The former US envoy for the anti-ISIS coalition, who resigned last month because of the President’s abrupt decision to pull US forces out of Syria, has penned an op-ed arguing that Donald Trump has given the terrorist group “new life.”
“The irony is that defeating the Islamic State is what the president said from the beginning was his goal. In 2016, he vowed to ‘knock the hell out of ISIS.’ His recent choices, unfortunately, are already giving the Islamic State — and other American adversaries — new life,” Brett McGurk, the former special presidential envoy for the Global Coalition to Counter ISIS, wrote in an Washington Post op-ed published Friday.
McGurk’s comments come two days after four Americans were killed in an attack in Syria. CNN reported Thursday that the US initial assessment is that ISIS is responsible for the attack.
The explosion in the northern city of Manbij Wednesday killed the four Americans and at least 10 other people. Eight civilians and two fighters from the US-backed Syrian Democratic Forces were killed in the blast, a senior commander from the Manbij military council told CNN.
McGurk also argued that ISIS will “fill the void opened” by US troops’ departure and become a threat again to Europe and ultimately the US.
He warned that Turkey is not a reliable partner because groups it backs are “marbled with extremists.” He argued that if the US-backed Syrian Democratic Forces don’t find a new benefactor, it risks “fracturing and opening a vacuum into which the Islamic State can resurge.”
McGurk, who was appointed to the envoy role in 2015, wrote that key gains in the fight against ISIS have been due to the “small and highly effective American military presence in Syria.”

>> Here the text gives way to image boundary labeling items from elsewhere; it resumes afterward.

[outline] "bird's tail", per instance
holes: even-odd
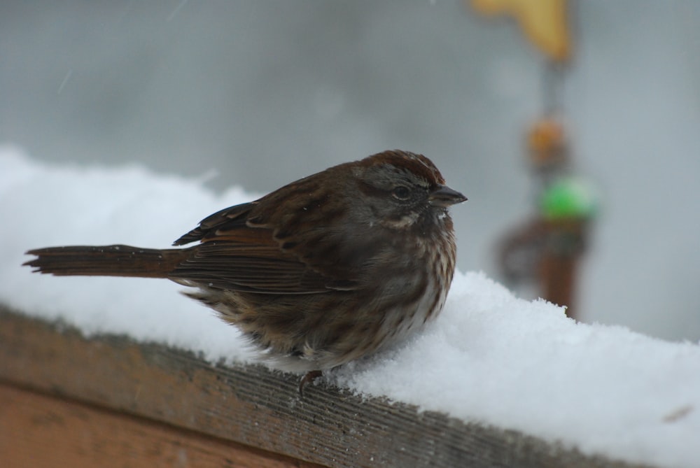
[[[57,276],[168,278],[190,249],[139,248],[130,246],[47,247],[27,252],[34,271]]]

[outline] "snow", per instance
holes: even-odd
[[[0,148],[0,302],[60,318],[88,335],[128,334],[211,361],[250,362],[236,329],[178,294],[175,283],[54,277],[20,267],[33,248],[166,248],[211,213],[259,195],[236,188],[217,195],[204,178],[50,165]],[[468,216],[468,208],[453,215]],[[424,332],[326,378],[584,453],[664,467],[700,460],[698,343],[577,323],[563,309],[518,299],[479,273],[457,272],[444,311]]]

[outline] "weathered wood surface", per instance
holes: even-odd
[[[0,384],[3,467],[313,468],[276,453]]]
[[[638,466],[324,385],[300,399],[295,376],[122,336],[86,339],[2,308],[0,382],[328,467]]]

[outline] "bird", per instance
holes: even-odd
[[[466,199],[426,156],[387,150],[218,211],[174,248],[48,247],[27,252],[35,258],[24,264],[190,287],[184,293],[237,327],[261,360],[305,373],[303,395],[324,371],[438,316],[456,256],[448,208]]]

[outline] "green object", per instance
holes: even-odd
[[[547,220],[592,218],[598,208],[598,197],[590,184],[568,177],[555,180],[540,198],[540,210]]]

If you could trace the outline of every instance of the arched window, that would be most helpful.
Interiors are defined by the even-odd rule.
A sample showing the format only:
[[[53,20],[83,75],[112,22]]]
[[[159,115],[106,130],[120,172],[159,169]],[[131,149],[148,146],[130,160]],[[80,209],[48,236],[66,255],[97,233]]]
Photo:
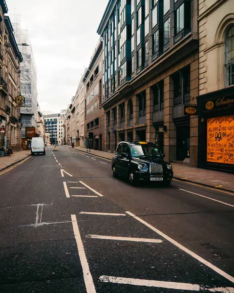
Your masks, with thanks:
[[[226,86],[234,85],[234,24],[225,39],[225,78]]]

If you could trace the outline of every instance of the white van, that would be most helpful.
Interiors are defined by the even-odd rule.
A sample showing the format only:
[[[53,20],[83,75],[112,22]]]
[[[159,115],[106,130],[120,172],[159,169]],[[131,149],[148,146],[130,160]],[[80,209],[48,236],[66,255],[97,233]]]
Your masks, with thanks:
[[[43,137],[33,137],[31,145],[31,154],[42,154],[45,155],[44,139]]]

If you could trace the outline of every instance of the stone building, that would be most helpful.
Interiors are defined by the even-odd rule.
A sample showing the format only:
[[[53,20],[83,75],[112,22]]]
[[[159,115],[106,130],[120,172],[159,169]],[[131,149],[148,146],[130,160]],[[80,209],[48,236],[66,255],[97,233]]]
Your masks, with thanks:
[[[104,110],[102,103],[103,89],[103,47],[102,41],[99,41],[93,52],[91,62],[85,72],[83,82],[85,95],[85,137],[86,146],[89,133],[88,146],[102,150],[105,146]]]
[[[122,140],[156,142],[167,161],[197,166],[197,0],[110,0],[103,38],[105,150]]]
[[[198,167],[234,173],[234,1],[199,0]]]
[[[20,93],[20,64],[22,58],[16,42],[4,0],[0,2],[0,147],[21,148],[20,108],[15,98]]]

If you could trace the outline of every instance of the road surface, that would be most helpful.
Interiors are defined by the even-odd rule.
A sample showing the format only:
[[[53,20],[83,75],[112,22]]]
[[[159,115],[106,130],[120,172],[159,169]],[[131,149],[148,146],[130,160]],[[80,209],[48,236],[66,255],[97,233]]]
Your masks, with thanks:
[[[47,146],[0,175],[0,292],[234,292],[234,195]]]

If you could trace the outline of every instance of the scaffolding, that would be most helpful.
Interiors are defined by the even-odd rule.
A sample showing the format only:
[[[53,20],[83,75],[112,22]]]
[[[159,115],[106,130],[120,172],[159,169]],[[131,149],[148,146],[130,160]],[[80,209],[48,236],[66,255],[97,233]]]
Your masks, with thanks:
[[[21,108],[22,123],[21,136],[25,137],[25,127],[37,127],[37,69],[27,30],[22,29],[21,16],[11,15],[14,33],[23,61],[20,65],[20,90],[25,98],[24,107]]]

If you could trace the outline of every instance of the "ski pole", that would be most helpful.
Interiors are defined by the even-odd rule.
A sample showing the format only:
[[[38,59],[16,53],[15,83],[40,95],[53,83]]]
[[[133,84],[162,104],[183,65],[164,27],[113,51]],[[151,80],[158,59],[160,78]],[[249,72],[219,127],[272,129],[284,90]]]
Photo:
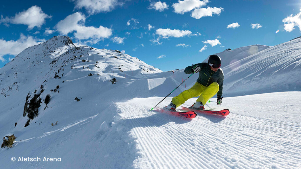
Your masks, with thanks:
[[[193,73],[192,73],[192,74],[191,74],[191,75],[190,75],[189,76],[189,77],[188,77],[188,78],[187,78],[186,79],[185,79],[185,80],[184,80],[184,81],[182,82],[182,83],[181,83],[181,84],[180,84],[176,88],[175,88],[175,89],[174,89],[169,94],[168,94],[168,95],[167,95],[167,96],[166,96],[166,97],[164,97],[164,98],[163,99],[163,100],[161,100],[161,101],[160,102],[159,102],[159,103],[157,104],[157,105],[156,105],[156,106],[155,106],[155,107],[153,107],[151,109],[151,110],[150,110],[150,111],[151,111],[153,109],[154,109],[154,108],[156,106],[158,106],[158,105],[159,104],[160,104],[160,103],[161,102],[162,102],[162,101],[163,101],[164,100],[164,99],[165,99],[168,96],[169,96],[169,95],[170,94],[171,94],[171,93],[172,93],[173,92],[173,91],[174,91],[175,90],[175,89],[177,89],[178,88],[179,86],[181,86],[181,85],[182,85],[182,84],[183,84],[183,83],[184,83],[184,82],[185,82],[185,81],[186,81],[186,80],[188,79],[188,78],[189,78],[190,77],[190,76],[191,76],[191,75],[193,75],[193,74],[194,73],[194,72]]]
[[[219,104],[221,104],[220,102],[221,102],[219,101]],[[210,103],[210,102],[217,103],[216,102],[213,102],[210,101],[210,100],[208,100],[208,103]]]

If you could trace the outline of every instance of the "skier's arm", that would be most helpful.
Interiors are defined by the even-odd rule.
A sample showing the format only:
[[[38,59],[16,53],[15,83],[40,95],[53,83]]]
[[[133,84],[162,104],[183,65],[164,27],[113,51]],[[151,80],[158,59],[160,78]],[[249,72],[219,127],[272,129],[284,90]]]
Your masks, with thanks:
[[[219,84],[219,91],[217,92],[217,96],[222,96],[223,94],[223,85],[224,84],[224,75],[222,74],[218,80],[217,83]]]
[[[205,63],[197,63],[192,66],[188,66],[185,68],[185,69],[184,70],[184,72],[186,74],[190,74],[191,73],[192,73],[194,72],[193,70],[192,70],[192,69],[195,66],[198,65],[201,68],[202,67],[202,66],[203,65],[202,64]]]

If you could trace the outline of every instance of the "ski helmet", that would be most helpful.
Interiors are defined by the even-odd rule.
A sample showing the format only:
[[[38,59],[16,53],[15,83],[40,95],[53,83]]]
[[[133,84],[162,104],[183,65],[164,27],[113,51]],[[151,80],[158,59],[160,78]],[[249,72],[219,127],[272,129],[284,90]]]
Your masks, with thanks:
[[[211,64],[220,65],[221,63],[221,58],[216,54],[213,54],[209,56],[208,62]]]

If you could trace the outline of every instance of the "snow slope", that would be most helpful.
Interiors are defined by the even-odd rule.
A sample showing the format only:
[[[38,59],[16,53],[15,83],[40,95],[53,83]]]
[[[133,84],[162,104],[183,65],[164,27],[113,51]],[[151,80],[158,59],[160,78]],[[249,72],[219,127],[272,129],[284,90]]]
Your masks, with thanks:
[[[253,50],[253,46],[250,50]],[[261,51],[259,50],[257,53],[246,55],[236,62],[234,60],[223,67],[224,89],[227,94],[225,95],[300,91],[300,46],[301,38],[296,38]],[[220,53],[222,60],[224,54],[234,52],[237,53],[233,50]]]
[[[282,51],[279,46],[287,48],[281,52],[292,48],[297,51],[293,48],[301,44],[299,41],[278,48],[267,47],[253,55],[244,51],[252,46],[231,52],[236,54],[233,56],[241,65],[247,66],[254,61],[250,58],[262,60],[264,54]],[[220,53],[223,63],[231,59],[231,55],[226,57],[228,52]],[[292,54],[297,57],[296,53]],[[227,66],[225,81],[228,78],[230,84],[235,79]],[[90,73],[93,75],[88,76]],[[58,77],[55,78],[56,74]],[[14,134],[17,137],[13,148],[0,149],[1,167],[300,168],[301,114],[296,110],[300,109],[301,92],[242,96],[244,93],[237,91],[240,86],[237,82],[233,86],[237,90],[224,91],[225,95],[236,97],[225,97],[221,106],[205,106],[207,109],[229,108],[226,117],[199,114],[190,120],[150,111],[189,75],[184,69],[162,72],[118,51],[77,48],[67,37],[54,37],[29,48],[0,69],[0,136]],[[192,75],[158,106],[168,104],[172,97],[193,85],[197,76]],[[243,78],[236,77],[237,81]],[[113,78],[117,80],[113,84],[109,81]],[[49,94],[50,101],[45,109],[46,105],[41,103],[39,115],[24,128],[26,96],[29,93],[32,97],[36,89],[40,94],[42,84],[45,91],[40,97],[43,99]],[[51,91],[57,85],[59,92]],[[80,101],[75,100],[76,97]],[[185,105],[190,106],[195,100]],[[12,161],[13,157],[16,161]],[[22,157],[38,157],[41,161],[18,161]],[[43,161],[44,157],[61,161]]]

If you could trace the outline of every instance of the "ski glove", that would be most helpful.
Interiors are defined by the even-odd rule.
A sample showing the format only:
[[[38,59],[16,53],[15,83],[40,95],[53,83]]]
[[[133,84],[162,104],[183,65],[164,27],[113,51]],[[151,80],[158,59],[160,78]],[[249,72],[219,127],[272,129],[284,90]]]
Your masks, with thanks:
[[[217,100],[216,100],[216,104],[220,105],[222,104],[222,102],[223,102],[222,99],[224,97],[222,97],[221,96],[217,96]]]
[[[192,68],[192,71],[195,73],[197,73],[201,71],[201,67],[198,65],[195,65]]]

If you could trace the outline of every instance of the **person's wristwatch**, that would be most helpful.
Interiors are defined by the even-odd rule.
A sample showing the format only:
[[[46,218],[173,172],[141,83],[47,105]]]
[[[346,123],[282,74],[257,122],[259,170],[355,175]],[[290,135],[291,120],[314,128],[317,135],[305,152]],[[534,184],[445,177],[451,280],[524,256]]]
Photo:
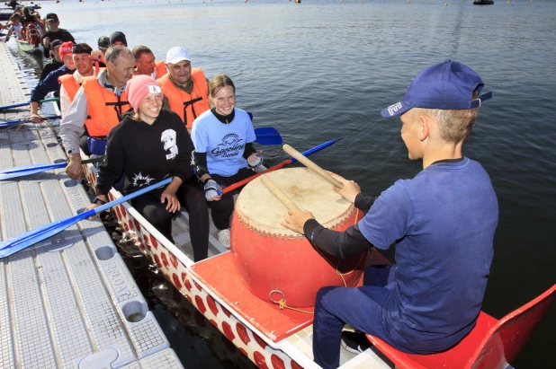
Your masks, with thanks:
[[[100,204],[100,205],[104,205],[106,204],[106,201],[104,200],[101,200],[98,198],[94,198],[94,200],[93,201],[93,204]]]

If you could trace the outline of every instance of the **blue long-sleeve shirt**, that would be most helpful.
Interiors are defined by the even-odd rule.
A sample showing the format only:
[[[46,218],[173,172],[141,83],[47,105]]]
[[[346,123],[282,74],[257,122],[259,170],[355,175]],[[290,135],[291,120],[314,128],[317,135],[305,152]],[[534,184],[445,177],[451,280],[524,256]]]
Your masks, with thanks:
[[[31,92],[31,101],[34,102],[40,102],[44,100],[49,92],[56,92],[56,96],[59,95],[60,85],[58,82],[58,77],[65,75],[73,75],[75,72],[67,68],[65,65],[49,73],[49,75],[45,79],[40,81],[39,84]]]

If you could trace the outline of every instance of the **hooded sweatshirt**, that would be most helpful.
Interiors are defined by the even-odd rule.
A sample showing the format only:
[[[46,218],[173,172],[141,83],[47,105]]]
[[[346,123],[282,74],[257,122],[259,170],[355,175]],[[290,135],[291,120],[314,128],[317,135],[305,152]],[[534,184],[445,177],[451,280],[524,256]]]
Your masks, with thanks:
[[[125,174],[127,195],[167,177],[183,181],[193,176],[193,144],[177,114],[165,110],[152,125],[125,114],[108,134],[106,154],[99,167],[96,191],[107,195]]]

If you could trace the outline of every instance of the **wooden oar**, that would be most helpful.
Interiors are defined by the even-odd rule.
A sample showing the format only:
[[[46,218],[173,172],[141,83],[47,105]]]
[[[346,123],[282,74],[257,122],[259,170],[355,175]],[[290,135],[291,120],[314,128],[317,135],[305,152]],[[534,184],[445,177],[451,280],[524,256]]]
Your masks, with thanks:
[[[58,101],[59,99],[57,97],[53,97],[50,99],[44,99],[41,100],[40,101],[39,101],[40,103],[43,103],[43,102],[50,102],[50,101]],[[5,106],[0,106],[0,110],[4,110],[6,109],[14,109],[14,108],[21,108],[22,106],[27,106],[27,105],[31,105],[31,101],[27,101],[27,102],[22,102],[19,104],[13,104],[13,105],[5,105]]]
[[[89,163],[99,163],[102,162],[103,156],[87,159],[81,162],[82,164],[86,164]],[[39,173],[44,171],[49,171],[51,169],[64,168],[67,165],[69,162],[62,162],[56,163],[46,163],[46,164],[32,164],[32,165],[22,165],[13,168],[4,169],[4,171],[0,171],[0,180],[11,180],[13,178],[24,177],[35,173]]]
[[[344,185],[342,184],[342,182],[340,182],[336,178],[332,177],[330,174],[328,174],[327,171],[320,168],[318,165],[315,164],[309,159],[306,158],[301,153],[300,153],[293,147],[286,144],[282,148],[283,149],[283,151],[285,151],[286,153],[288,153],[289,154],[296,158],[300,163],[305,165],[307,168],[310,169],[315,173],[318,174],[324,180],[327,180],[328,182],[337,187],[338,189],[344,188]]]
[[[265,186],[280,200],[280,202],[286,206],[288,210],[300,211],[297,205],[291,201],[288,195],[282,192],[282,189],[276,186],[276,184],[267,175],[261,177],[261,180],[265,183]]]
[[[49,120],[49,119],[59,119],[60,117],[59,115],[53,115],[50,117],[40,117],[42,119],[42,120]],[[17,126],[18,124],[24,122],[24,121],[28,121],[30,120],[30,118],[24,118],[22,119],[17,119],[17,120],[9,120],[7,122],[0,122],[0,128],[5,127],[11,127],[11,126]]]
[[[305,155],[305,156],[309,156],[311,154],[317,153],[318,151],[320,151],[322,149],[325,149],[327,147],[329,147],[329,146],[333,145],[334,144],[336,144],[336,142],[338,142],[342,138],[336,138],[336,139],[332,140],[332,141],[327,141],[324,144],[320,144],[320,145],[317,145],[317,146],[315,146],[315,147],[313,147],[311,149],[309,149],[309,150],[303,152],[302,154]],[[290,159],[284,160],[283,162],[282,162],[282,163],[278,163],[278,164],[276,164],[276,165],[274,165],[273,167],[270,167],[267,170],[265,170],[264,171],[261,171],[260,173],[256,173],[255,175],[252,175],[249,178],[247,178],[247,179],[245,179],[243,180],[240,180],[240,181],[238,181],[237,183],[234,183],[231,186],[228,186],[227,188],[225,188],[222,190],[222,194],[226,194],[228,192],[233,191],[234,189],[238,189],[238,188],[247,185],[251,180],[255,180],[256,178],[258,178],[259,176],[262,176],[265,173],[268,173],[269,171],[276,171],[276,170],[278,170],[280,168],[283,168],[286,165],[291,164],[291,163],[295,163],[295,162],[297,162],[297,159],[294,158],[294,157],[291,157]]]
[[[59,233],[66,228],[75,224],[76,223],[86,219],[88,217],[94,216],[99,213],[103,212],[106,209],[111,208],[116,205],[121,204],[122,202],[128,201],[131,198],[137,198],[146,192],[152,191],[153,189],[158,189],[164,185],[166,185],[172,181],[172,177],[167,178],[164,180],[159,181],[158,183],[155,183],[148,187],[146,187],[143,189],[139,189],[139,191],[133,192],[130,195],[124,196],[122,198],[117,198],[114,201],[109,202],[98,207],[95,207],[91,210],[87,210],[76,215],[71,216],[69,218],[64,220],[58,220],[57,222],[52,222],[49,224],[43,225],[37,229],[33,229],[31,231],[26,232],[23,234],[20,234],[19,236],[13,237],[9,240],[4,241],[0,242],[0,259],[5,258],[6,256],[10,256],[14,252],[17,252],[21,250],[23,250],[29,246],[34,245],[35,243],[45,240],[49,237],[51,237],[55,234]]]

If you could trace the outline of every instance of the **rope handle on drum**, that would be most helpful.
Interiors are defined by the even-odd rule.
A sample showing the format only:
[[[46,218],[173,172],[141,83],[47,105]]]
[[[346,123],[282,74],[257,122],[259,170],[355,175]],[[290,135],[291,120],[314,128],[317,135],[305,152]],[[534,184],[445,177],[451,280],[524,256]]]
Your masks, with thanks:
[[[355,209],[355,211],[356,211],[356,213],[355,213],[355,222],[354,223],[354,224],[357,224],[357,220],[358,220],[358,218],[359,218],[359,209]],[[324,259],[326,259],[326,260],[327,260],[329,264],[332,264],[332,263],[330,262],[330,260],[328,260],[328,259],[327,259],[327,257],[326,257],[326,256],[325,256],[322,252],[320,252],[320,250],[318,250],[318,248],[317,248],[317,247],[316,247],[316,248],[315,248],[315,250],[317,250],[317,251],[320,254],[320,256],[322,256],[322,257],[323,257],[323,258],[324,258]],[[342,278],[342,282],[344,282],[344,286],[345,286],[345,287],[347,287],[347,283],[345,283],[345,279],[344,278],[344,276],[346,276],[346,275],[351,274],[351,273],[353,273],[354,271],[355,271],[355,270],[357,269],[357,268],[359,267],[359,265],[361,264],[361,262],[363,261],[363,258],[366,254],[367,254],[366,252],[363,252],[363,253],[361,254],[361,259],[359,259],[359,262],[357,262],[357,265],[355,266],[355,268],[353,268],[352,270],[348,271],[348,272],[345,272],[345,273],[341,273],[341,272],[338,270],[338,268],[339,268],[339,266],[340,266],[340,261],[341,261],[341,260],[338,260],[338,263],[337,263],[337,265],[336,265],[336,273],[337,273],[337,275],[338,275],[338,276],[340,276],[340,277]],[[282,294],[282,299],[280,299],[280,300],[274,300],[274,299],[273,299],[273,294]],[[272,291],[268,294],[268,299],[269,299],[272,303],[277,303],[277,304],[278,304],[278,306],[280,307],[280,310],[283,310],[283,309],[290,309],[290,310],[293,310],[294,312],[303,312],[303,313],[306,313],[306,314],[314,314],[314,312],[305,312],[305,311],[303,311],[303,310],[295,309],[295,308],[292,308],[292,307],[288,306],[288,305],[286,304],[286,296],[285,296],[285,294],[283,294],[283,292],[280,291],[279,289],[272,290]]]
[[[273,300],[273,294],[282,294],[282,299],[280,299],[278,301]],[[272,303],[278,303],[278,306],[280,307],[280,310],[290,309],[290,310],[293,310],[294,312],[304,312],[306,314],[314,314],[314,312],[305,312],[303,310],[295,309],[295,308],[288,306],[286,304],[286,296],[283,294],[283,292],[280,291],[279,289],[272,290],[268,294],[268,299]]]

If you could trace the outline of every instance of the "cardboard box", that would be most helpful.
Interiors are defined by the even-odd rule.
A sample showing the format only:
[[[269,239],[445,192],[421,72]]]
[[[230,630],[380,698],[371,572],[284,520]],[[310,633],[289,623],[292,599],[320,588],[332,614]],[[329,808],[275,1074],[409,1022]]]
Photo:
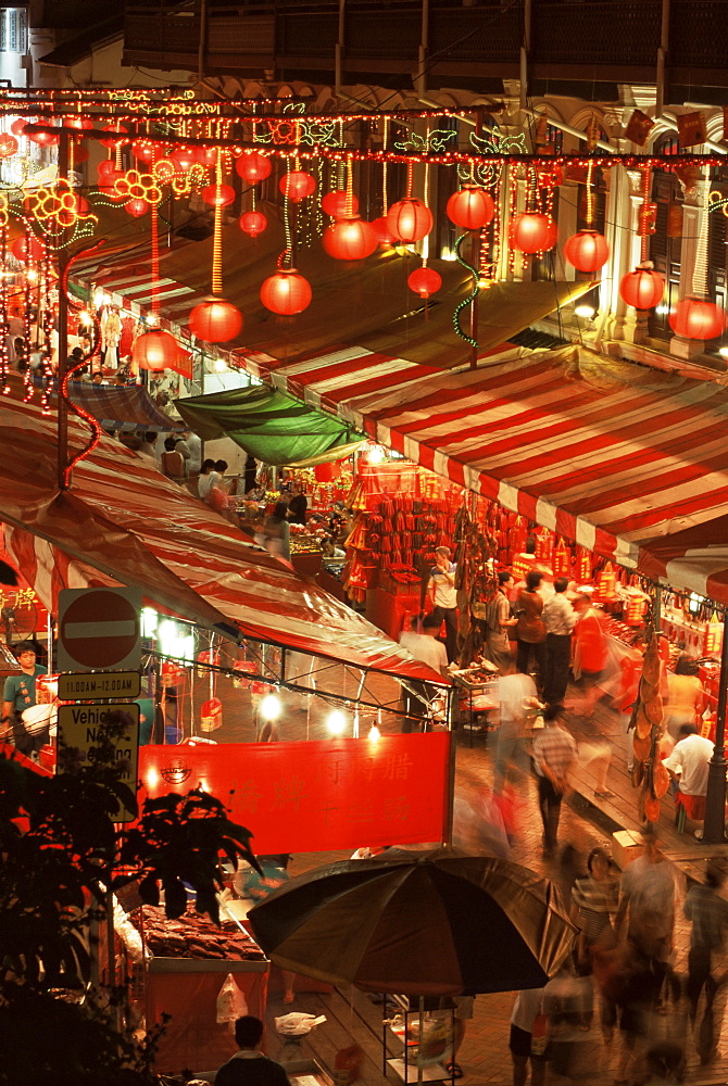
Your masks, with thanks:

He opined that the US should narrow its objectives in Syria to: “mitigating the risk of an Islamic State resurgence and preventing Iran from fortifying a military presence that threatens Israel.”
“These narrow objectives would be unsatisfying for those with greater hopes for Syria,” McGurk wrote. “But those hopes are dead.”
Going against the advice of his military and national security advisers, Trump announced on December 19 the “full” and “rapid” withdrawal of US military from Syria, declaring that the US has defeated ISIS. McGurk, soon after Defense Secretary James Mattis resigned in part over the Syria decision, notified Secretary of State Mike Pompeo that he too would be leaving.
“The president’s decision to leave Syria was made without deliberation, consultation with allies or Congress, assessment of risk, or appreciation of facts,” McGurk wrote in The Post op-ed.
He said that only Russia and Iran have praised Trump’s decision and that “whatever leverage we may have had with these two adversaries in Syria diminished once Trump said we would leave.”
“These trends will worsen if the president does not reverse course: Our partners will stop listening and make decisions that run contrary to our interests,” he wrote. “Our adversaries will play for time, knowing the United States is on its way out.”
The US has about 2,000 troops in Syria, with no specific date for their withdrawal. Last week, the US began withdrawing some military ground equipment from Syria, according to an administration official with direct knowledge of the operation.